Friday, December 27, 2024
SOLAR PROBE PLUS Is Alive and Well Following its Christmas Eve Encounter with our Host Star...
JHU / APL
NASA’s Parker Solar Probe Reports Successful Closest Approach to Sun (News Release)
Following its record-breaking closest approach to the Sun, NASA’s Parker Solar Probe has transmitted a beacon tone back to Earth indicating that it’s in good health and operating normally.
The mission operations team at the Johns Hopkins Applied Physics Laboratory (APL) in Laurel, Maryland received the signal just before midnight EST, on the night of December 26. The team was out of contact with the spacecraft during closest approach, which occurred on December 24, with Parker Solar Probe zipping just 3.8 million miles from the solar surface while moving about 430,000 miles per hour.
The spacecraft is expected to send back detailed telemetry data about its status on January 1.
This close-up study of the Sun allows Parker Solar Probe to take measurements that help scientists better understand how material in this region gets heated to millions of degrees, trace the origin of the solar wind (a continuous flow of material escaping from the Sun), and discover how energetic particles are accelerated to near light speed. Previous close passes have helped scientists pinpoint the origins of structures in the solar wind and map the outer boundary of the Sun’s atmosphere.

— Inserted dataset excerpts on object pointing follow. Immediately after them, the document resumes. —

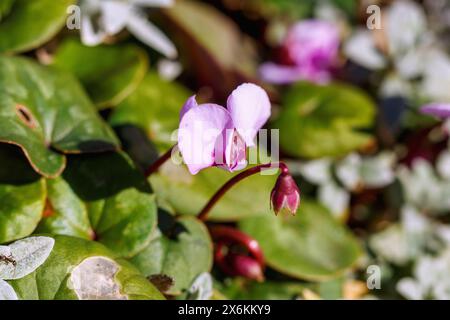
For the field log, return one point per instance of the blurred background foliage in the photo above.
(80, 122)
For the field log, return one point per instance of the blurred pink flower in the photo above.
(441, 110)
(311, 47)
(210, 135)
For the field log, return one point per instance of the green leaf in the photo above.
(187, 193)
(181, 249)
(106, 276)
(102, 197)
(46, 112)
(241, 289)
(5, 8)
(22, 194)
(311, 245)
(318, 121)
(153, 107)
(109, 73)
(29, 24)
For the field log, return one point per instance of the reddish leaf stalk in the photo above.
(203, 215)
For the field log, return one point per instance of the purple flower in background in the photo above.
(441, 110)
(311, 47)
(210, 135)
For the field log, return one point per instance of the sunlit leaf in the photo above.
(311, 245)
(46, 113)
(109, 73)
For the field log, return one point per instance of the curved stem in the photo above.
(203, 214)
(159, 162)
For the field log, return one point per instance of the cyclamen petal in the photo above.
(249, 107)
(200, 128)
(234, 158)
(188, 105)
(441, 110)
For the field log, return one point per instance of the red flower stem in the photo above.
(203, 214)
(229, 236)
(159, 162)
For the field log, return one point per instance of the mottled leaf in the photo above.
(181, 248)
(107, 278)
(24, 256)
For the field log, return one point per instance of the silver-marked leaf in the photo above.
(24, 256)
(7, 292)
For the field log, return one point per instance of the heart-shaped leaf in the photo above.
(102, 197)
(181, 249)
(153, 107)
(22, 194)
(7, 292)
(187, 194)
(24, 256)
(311, 245)
(26, 25)
(72, 259)
(109, 73)
(43, 110)
(319, 121)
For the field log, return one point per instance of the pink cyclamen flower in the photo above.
(441, 110)
(285, 196)
(312, 48)
(211, 135)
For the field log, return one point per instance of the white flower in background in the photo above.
(423, 188)
(443, 164)
(431, 278)
(361, 48)
(412, 49)
(401, 242)
(413, 236)
(103, 18)
(436, 81)
(353, 172)
(405, 25)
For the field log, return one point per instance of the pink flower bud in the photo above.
(285, 196)
(244, 266)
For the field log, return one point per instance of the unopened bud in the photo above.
(285, 196)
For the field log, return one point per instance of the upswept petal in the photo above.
(249, 107)
(200, 128)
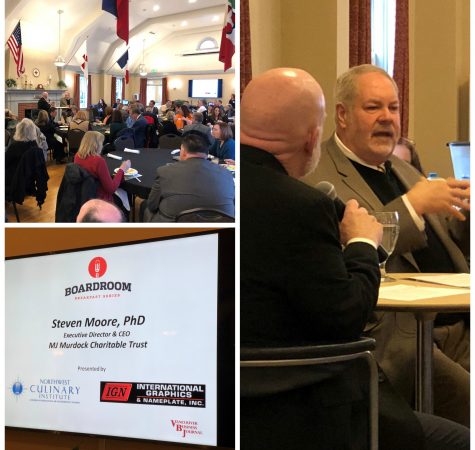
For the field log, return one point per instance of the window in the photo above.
(82, 93)
(154, 91)
(383, 32)
(118, 87)
(207, 43)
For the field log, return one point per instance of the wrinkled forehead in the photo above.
(375, 86)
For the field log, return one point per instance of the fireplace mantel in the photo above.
(13, 97)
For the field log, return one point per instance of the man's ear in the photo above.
(341, 115)
(312, 139)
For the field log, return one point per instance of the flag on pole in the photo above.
(226, 50)
(119, 9)
(81, 56)
(14, 43)
(123, 61)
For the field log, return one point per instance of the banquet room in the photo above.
(112, 93)
(346, 80)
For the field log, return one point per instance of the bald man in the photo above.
(43, 102)
(297, 284)
(98, 211)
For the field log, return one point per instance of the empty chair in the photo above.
(151, 136)
(278, 383)
(74, 138)
(203, 215)
(170, 141)
(30, 178)
(123, 142)
(7, 138)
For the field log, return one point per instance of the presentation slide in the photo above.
(205, 89)
(120, 341)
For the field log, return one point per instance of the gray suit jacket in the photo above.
(194, 183)
(338, 170)
(395, 333)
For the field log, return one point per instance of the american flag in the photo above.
(14, 43)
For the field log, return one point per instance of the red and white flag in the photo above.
(14, 44)
(81, 56)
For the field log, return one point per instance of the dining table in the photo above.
(425, 295)
(146, 162)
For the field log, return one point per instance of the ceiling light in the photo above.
(59, 61)
(142, 69)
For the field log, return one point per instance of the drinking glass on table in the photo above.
(390, 223)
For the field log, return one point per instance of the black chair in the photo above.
(74, 138)
(276, 370)
(7, 138)
(123, 142)
(30, 178)
(151, 136)
(203, 215)
(170, 142)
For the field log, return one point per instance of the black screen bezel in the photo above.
(225, 332)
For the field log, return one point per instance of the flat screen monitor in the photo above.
(132, 340)
(212, 88)
(460, 155)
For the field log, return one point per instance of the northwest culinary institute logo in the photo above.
(97, 267)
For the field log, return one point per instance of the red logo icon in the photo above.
(97, 267)
(116, 392)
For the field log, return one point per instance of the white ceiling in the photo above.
(177, 27)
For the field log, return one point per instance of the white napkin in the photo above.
(114, 156)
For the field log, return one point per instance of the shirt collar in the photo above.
(350, 155)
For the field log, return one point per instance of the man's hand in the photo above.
(358, 223)
(440, 196)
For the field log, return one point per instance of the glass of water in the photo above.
(390, 223)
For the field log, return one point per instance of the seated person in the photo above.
(223, 147)
(89, 157)
(166, 107)
(193, 182)
(357, 159)
(25, 137)
(48, 129)
(43, 102)
(10, 119)
(66, 100)
(216, 116)
(406, 150)
(101, 107)
(307, 277)
(182, 117)
(80, 121)
(139, 126)
(117, 124)
(168, 126)
(153, 108)
(108, 113)
(197, 125)
(99, 211)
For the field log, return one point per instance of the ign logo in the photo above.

Parker Solar Probe was developed as part of NASA’s Living With a Star program to explore aspects of the Sun-Earth system that directly affect life and society. The Living With a Star program is managed by the agency’s Goddard Space Flight Center in Greenbelt, Maryland, for NASA’s Science Mission Directorate in Washington. APL designed, built and operates the spacecraft, and manages the mission for NASA.